Hidden Telegram Proxy Links Can Reveal Your IP Address in One Click

Telegram’s proxy links were introduced as a quick way to configure MTProto proxies, allowing users in censored regions to bypass network blocks without manual settings. By clicking a t.me/proxy URL, the app extracts the server address, port and secret, then prompts the user to add the proxy. This convenience has made proxy links popular among activists, journalists, and privacy‑conscious users who need to mask their location while communicating.

The newly disclosed flaw stems from the client’s automatic test connection. When a proxy link is opened, Telegram initiates a direct network request to the supplied server before the proxy is officially added, bypassing any existing privacy layers. An attacker who hosts a malicious MTProto proxy can embed such a link in a seemingly innocuous username or message; a single tap logs the victim’s real IP address. The harvested IP can be used for geolocation, profiling, denial‑of‑service attacks, or further targeted phishing, effectively nullifying the anonymity the feature promises.

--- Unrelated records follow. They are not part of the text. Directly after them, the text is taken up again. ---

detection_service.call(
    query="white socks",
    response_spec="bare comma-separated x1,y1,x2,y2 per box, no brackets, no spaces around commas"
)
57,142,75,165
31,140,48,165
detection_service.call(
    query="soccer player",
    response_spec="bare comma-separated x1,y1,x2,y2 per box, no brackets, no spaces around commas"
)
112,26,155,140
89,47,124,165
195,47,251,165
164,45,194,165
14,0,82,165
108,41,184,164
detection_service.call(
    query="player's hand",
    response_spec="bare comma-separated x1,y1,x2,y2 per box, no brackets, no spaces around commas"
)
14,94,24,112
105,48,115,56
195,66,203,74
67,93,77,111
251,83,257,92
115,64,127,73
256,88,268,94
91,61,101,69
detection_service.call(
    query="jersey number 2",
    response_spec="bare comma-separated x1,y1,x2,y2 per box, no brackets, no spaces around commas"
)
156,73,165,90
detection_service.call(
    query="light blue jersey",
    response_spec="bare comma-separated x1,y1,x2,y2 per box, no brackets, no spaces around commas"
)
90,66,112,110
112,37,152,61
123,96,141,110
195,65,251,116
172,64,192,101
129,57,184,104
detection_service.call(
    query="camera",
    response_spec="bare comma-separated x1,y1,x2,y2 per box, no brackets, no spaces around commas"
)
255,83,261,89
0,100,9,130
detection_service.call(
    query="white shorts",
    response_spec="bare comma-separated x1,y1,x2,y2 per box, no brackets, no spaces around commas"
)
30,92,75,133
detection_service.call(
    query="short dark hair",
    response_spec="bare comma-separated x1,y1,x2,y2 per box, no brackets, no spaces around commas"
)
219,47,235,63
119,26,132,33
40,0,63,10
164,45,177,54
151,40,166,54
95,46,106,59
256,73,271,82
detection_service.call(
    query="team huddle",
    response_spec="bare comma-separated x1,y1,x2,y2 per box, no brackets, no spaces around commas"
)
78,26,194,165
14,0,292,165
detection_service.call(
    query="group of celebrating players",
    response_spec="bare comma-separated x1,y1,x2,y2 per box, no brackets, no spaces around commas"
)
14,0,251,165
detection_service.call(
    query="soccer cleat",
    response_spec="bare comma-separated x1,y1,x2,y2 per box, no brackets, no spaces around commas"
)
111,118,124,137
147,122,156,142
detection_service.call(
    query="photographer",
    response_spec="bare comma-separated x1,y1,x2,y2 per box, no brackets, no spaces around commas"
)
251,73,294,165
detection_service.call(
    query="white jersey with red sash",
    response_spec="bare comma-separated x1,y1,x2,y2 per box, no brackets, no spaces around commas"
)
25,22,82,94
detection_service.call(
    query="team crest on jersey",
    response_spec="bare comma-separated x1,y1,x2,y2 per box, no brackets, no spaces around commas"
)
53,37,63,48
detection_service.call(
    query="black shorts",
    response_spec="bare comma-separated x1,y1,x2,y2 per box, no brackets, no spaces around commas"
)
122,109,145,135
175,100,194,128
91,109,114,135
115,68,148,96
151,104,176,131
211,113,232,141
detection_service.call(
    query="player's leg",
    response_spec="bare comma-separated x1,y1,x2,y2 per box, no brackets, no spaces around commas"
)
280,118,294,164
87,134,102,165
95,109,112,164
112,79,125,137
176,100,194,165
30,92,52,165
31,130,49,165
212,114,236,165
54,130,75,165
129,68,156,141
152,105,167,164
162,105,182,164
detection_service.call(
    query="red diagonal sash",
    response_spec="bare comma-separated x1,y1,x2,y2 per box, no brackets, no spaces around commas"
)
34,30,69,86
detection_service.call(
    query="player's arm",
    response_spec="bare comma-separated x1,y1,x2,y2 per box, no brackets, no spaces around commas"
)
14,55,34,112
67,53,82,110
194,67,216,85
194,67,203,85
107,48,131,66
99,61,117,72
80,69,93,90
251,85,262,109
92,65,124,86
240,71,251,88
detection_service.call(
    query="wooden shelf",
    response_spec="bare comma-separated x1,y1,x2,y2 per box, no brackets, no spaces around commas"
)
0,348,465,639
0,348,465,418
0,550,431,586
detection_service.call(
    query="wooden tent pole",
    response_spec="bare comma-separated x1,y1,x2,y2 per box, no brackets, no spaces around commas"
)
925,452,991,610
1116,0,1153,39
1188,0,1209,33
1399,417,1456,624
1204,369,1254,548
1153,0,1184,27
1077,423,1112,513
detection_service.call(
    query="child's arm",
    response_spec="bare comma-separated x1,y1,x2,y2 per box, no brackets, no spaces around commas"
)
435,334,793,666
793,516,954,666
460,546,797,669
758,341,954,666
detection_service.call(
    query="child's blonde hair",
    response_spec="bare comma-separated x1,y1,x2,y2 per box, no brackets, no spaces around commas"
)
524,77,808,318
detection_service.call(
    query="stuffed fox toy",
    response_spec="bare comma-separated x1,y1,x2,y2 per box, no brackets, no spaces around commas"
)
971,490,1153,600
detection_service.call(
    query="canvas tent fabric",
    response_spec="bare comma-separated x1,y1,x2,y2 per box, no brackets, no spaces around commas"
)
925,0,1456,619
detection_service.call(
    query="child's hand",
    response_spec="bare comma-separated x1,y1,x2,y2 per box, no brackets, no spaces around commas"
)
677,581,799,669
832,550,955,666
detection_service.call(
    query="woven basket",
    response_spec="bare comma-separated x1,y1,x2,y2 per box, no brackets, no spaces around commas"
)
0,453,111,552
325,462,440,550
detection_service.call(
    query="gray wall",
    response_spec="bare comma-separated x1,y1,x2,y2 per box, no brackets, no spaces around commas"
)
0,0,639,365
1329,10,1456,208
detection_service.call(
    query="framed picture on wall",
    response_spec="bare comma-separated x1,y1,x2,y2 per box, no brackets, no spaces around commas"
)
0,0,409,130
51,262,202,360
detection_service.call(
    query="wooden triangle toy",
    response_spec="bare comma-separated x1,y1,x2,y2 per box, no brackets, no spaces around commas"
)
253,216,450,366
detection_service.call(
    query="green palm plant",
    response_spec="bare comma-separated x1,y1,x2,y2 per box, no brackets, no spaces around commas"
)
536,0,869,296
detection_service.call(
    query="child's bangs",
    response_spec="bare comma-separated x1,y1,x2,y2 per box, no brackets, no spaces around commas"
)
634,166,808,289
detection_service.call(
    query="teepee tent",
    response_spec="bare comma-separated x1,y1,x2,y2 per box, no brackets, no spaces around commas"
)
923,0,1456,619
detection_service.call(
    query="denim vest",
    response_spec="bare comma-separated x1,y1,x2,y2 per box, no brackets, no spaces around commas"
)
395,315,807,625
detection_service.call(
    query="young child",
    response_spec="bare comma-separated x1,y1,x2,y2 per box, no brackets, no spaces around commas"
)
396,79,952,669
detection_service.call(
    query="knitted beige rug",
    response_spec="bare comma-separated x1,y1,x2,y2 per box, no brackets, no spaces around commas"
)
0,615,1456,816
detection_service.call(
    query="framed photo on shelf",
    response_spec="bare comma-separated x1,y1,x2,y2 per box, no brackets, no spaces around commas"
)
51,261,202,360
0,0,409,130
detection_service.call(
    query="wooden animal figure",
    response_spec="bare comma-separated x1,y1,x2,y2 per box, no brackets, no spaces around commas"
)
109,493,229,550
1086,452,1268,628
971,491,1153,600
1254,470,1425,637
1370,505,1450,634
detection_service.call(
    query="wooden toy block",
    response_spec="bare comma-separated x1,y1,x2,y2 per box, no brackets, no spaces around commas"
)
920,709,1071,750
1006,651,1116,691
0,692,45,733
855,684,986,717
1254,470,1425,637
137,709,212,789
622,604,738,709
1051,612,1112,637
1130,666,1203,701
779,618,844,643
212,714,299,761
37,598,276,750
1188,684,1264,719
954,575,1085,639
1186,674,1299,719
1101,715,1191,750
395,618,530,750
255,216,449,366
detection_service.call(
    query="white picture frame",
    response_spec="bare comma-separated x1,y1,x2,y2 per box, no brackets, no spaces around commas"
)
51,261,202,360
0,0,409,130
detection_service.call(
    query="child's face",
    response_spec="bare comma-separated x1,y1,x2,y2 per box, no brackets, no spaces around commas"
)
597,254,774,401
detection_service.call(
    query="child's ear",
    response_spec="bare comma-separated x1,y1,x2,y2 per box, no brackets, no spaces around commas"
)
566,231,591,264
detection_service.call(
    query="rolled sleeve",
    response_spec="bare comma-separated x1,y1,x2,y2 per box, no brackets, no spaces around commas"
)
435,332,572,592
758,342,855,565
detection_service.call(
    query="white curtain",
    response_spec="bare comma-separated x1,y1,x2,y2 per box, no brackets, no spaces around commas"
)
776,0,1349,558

Telegram’s response is to add a warning banner when users click proxy links, but the company argues the exposure is no different from visiting any website. While the warning may reduce accidental clicks, the underlying auto‑ping behavior remains a design weakness. Users should verify proxy URLs before tapping, avoid unknown links, and consider disabling automatic proxy testing where possible. The incident serves as a reminder that convenience features in messaging apps can introduce privacy trade‑offs, prompting developers to reassess default network behaviors for security‑focused audiences.